Program to count number of swaps required to change one list to another in Python?

Suppose we have two lists of numbers L1 and L2, the length of each list is n and each value is unique to its list, and values are in range 1 to n. We need to find the minimum number of adjacent swaps required to transform L1 to L2.

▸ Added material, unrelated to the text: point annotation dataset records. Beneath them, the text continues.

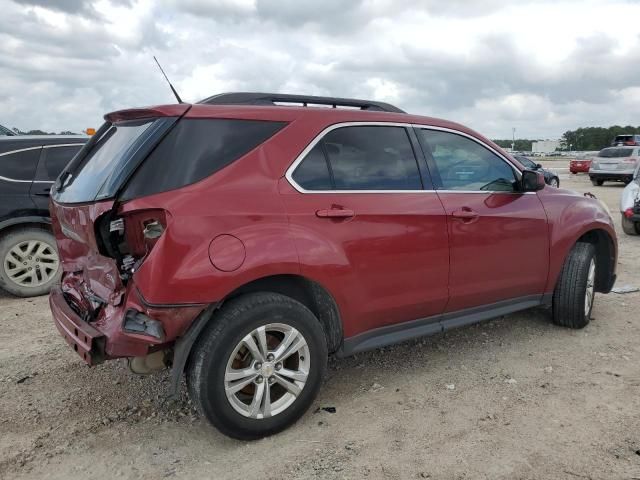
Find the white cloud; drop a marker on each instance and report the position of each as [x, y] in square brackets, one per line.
[541, 66]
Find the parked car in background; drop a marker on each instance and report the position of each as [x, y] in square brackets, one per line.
[550, 177]
[5, 132]
[630, 205]
[614, 164]
[242, 241]
[579, 165]
[626, 140]
[28, 167]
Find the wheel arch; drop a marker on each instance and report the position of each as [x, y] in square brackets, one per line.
[605, 257]
[308, 292]
[13, 224]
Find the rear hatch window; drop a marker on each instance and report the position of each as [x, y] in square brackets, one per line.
[195, 149]
[98, 172]
[615, 152]
[152, 155]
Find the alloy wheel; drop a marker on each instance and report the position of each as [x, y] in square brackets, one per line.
[267, 371]
[31, 263]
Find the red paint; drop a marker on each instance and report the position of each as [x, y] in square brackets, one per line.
[385, 258]
[227, 253]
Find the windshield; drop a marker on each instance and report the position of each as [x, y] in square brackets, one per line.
[615, 152]
[111, 160]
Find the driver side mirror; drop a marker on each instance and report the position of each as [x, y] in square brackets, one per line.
[532, 181]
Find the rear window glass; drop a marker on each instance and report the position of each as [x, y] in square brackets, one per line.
[195, 149]
[56, 158]
[615, 152]
[19, 165]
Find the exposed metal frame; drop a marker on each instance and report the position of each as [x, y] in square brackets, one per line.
[335, 126]
[15, 180]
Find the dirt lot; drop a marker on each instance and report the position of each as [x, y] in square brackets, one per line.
[512, 398]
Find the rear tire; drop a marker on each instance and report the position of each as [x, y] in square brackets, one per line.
[241, 348]
[30, 265]
[573, 296]
[629, 226]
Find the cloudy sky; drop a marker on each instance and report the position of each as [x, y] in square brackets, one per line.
[541, 66]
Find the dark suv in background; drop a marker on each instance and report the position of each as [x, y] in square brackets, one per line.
[28, 166]
[241, 241]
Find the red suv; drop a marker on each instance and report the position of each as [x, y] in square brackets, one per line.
[240, 241]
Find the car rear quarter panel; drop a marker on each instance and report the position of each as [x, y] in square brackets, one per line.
[241, 201]
[570, 216]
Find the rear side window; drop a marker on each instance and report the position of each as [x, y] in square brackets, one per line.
[615, 152]
[361, 158]
[195, 149]
[19, 166]
[313, 172]
[56, 158]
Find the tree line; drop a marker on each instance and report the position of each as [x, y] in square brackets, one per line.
[41, 132]
[585, 138]
[595, 138]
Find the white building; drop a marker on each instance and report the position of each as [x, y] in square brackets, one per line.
[545, 146]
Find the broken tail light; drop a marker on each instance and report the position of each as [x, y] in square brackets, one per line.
[130, 237]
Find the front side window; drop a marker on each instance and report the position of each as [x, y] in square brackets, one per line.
[463, 164]
[364, 157]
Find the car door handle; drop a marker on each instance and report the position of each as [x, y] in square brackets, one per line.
[465, 214]
[335, 213]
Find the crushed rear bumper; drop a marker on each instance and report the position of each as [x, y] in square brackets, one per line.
[86, 340]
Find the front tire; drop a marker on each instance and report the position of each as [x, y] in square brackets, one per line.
[258, 366]
[573, 296]
[30, 263]
[629, 226]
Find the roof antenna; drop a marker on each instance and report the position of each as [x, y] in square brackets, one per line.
[167, 79]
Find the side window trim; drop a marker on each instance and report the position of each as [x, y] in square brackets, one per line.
[320, 138]
[434, 170]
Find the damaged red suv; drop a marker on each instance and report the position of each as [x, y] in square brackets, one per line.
[243, 239]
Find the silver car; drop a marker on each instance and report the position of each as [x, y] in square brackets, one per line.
[615, 164]
[630, 205]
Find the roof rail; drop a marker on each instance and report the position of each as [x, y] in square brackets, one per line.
[255, 98]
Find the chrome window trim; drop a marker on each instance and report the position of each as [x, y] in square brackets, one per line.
[325, 131]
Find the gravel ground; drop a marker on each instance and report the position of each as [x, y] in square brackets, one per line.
[513, 398]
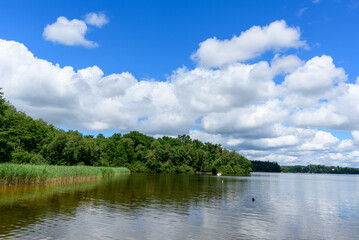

So, if the input is like L1 = [0, 1, 2, 3] and L2 = [2, 0, 1, 3], then the output will be 2. We can swap 1 and 2 to get [0, 2, 1, 3], then swap 0 and 2 to get [2, 0, 1, 3], which matches L2.

Algorithm

To solve this, we will follow these steps ?

• Initialize ans to 0

• For each required element in L2, do ?

  • Find the index of this element in current L1

  • Remove this element from L1

  • Add the index to our answer

• Return the total count

Example

class Solution:
    def solve(self, L1, L2):
        ans = 0
        for req in L2:
            i = L1.index(req)
            L1.pop(i)
            ans += i
        return ans

ob = Solution()
L1 = [0, 1, 2, 3]
L2 = [2, 0, 1, 3]
print(ob.solve(L1, L2))

2

How It Works

The algorithm works by simulating the process of building L2 from L1. For each element we need (from L2), we find its current position in L1. The number of swaps needed to move this element to the front equals its current index. After processing each element, we remove it from L1.

Step-by-Step Execution

def solve_with_steps(L1, L2):
    L1_copy = L1.copy()  # Work with a copy
    ans = 0
    print(f"Initial L1: {L1_copy}")
    print(f"Target L2: {L2}")
    
    for req in L2:
        i = L1_copy.index(req)
        print(f"Need element {req}, found at index {i}")
        L1_copy.pop(i)
        ans += i
        print(f"After removing: {L1_copy}, swaps so far: {ans}")
    
    return ans

L1 = [0, 1, 2, 3]
L2 = [2, 0, 1, 3]
result = solve_with_steps(L1, L2)
print(f"Total swaps needed: {result}")

Initial L1: [0, 1, 2, 3]
Target L2: [2, 0, 1, 3]
Need element 2, found at index 2
After removing: [0, 1, 3], swaps so far: 2
Need element 0, found at index 0
After removing: [1, 3], swaps so far: 2
Need element 1, found at index 0
After removing: [3], swaps so far: 2
Need element 3, found at index 0
After removing: [], swaps so far: 2
Total swaps needed: 2

Conclusion

This algorithm efficiently calculates the minimum adjacent swaps by tracking the position of each required element and summing up the distances. The time complexity is O(n²) due to the index search and removal operations.